How Much Of This Should Scientists Understand?
This post originally appeared on the Software Carpentry website.
Let's start with the problem description:
All of the Software Carpentry course material (including lecture notes, code samples, data files, and images) is stored in a Subversion repository. That's currently hosted at the University of Toronto, but I'd like to move it to the software-carpentry.org domain (along with this blog). However, software-carpentry.org is hosted with site5.com, who only provide one shell account per domain for cheap accounts like the one I bought.
Why is this a problem? Because when someone wants to commit to the repository, they have to authenticate themselves. I could let everyone who's writing material for the course share a single user ID and password, but that would be an administration nightmare (as well as a security risk). Site5 does have a workaround based on public/private keys, but it's fairly complicated—i.e., it could break in lots of hard-to-diagnose ways. Another option would be to use the mod_dav_svn plugin for Apache, but Site5 doesn't support per-domain Apache modules either. Dreamhost.com does, so I may be switching hosts in a few weeks.
So: how much of this should the average research scientist be expected to understand?

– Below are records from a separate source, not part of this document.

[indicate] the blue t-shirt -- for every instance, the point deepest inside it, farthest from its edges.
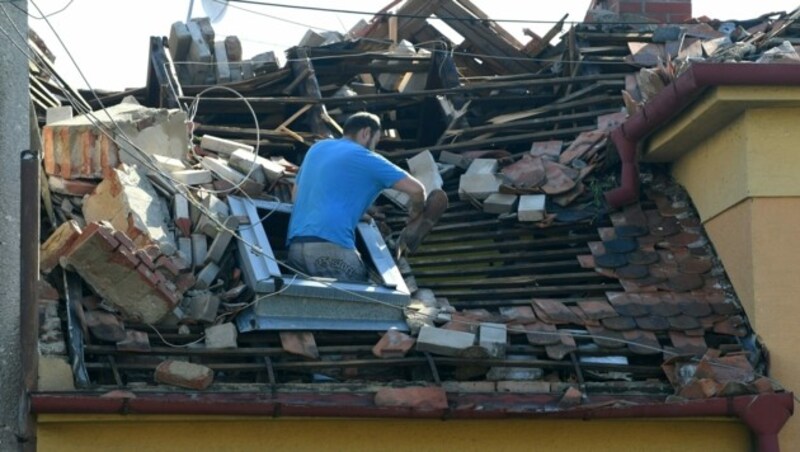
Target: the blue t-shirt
(337, 182)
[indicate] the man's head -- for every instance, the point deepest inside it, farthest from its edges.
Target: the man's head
(363, 128)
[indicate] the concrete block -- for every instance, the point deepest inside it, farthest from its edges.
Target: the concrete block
(500, 203)
(200, 306)
(423, 167)
(199, 249)
(169, 164)
(233, 47)
(478, 186)
(55, 374)
(264, 63)
(263, 170)
(58, 244)
(105, 326)
(180, 215)
(221, 336)
(221, 63)
(222, 146)
(193, 176)
(393, 344)
(76, 148)
(207, 276)
(58, 114)
(299, 343)
(494, 338)
(135, 341)
(454, 159)
(179, 41)
(531, 207)
(129, 202)
(221, 242)
(417, 398)
(184, 375)
(117, 274)
(199, 56)
(482, 166)
(443, 342)
(224, 172)
(185, 249)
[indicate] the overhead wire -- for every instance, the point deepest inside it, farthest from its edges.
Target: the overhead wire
(365, 298)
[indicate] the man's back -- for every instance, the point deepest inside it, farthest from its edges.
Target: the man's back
(338, 180)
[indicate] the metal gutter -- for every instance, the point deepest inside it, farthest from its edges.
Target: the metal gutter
(764, 414)
(673, 99)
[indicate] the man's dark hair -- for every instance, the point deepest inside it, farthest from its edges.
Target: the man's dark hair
(360, 120)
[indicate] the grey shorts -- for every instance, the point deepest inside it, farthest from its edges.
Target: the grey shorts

If the answer is "none", then how are they supposed to make sensible decisions about moving their work online? If the answer is "all", where does the time come from? (It takes me 30 seconds to read the two paragraphs above; it would take many hours of instruction to teach people enough to do the analysis themselves.) And if the answer is "some", then which parts? To what depth? And who takes care of the rest on scientists' behalf?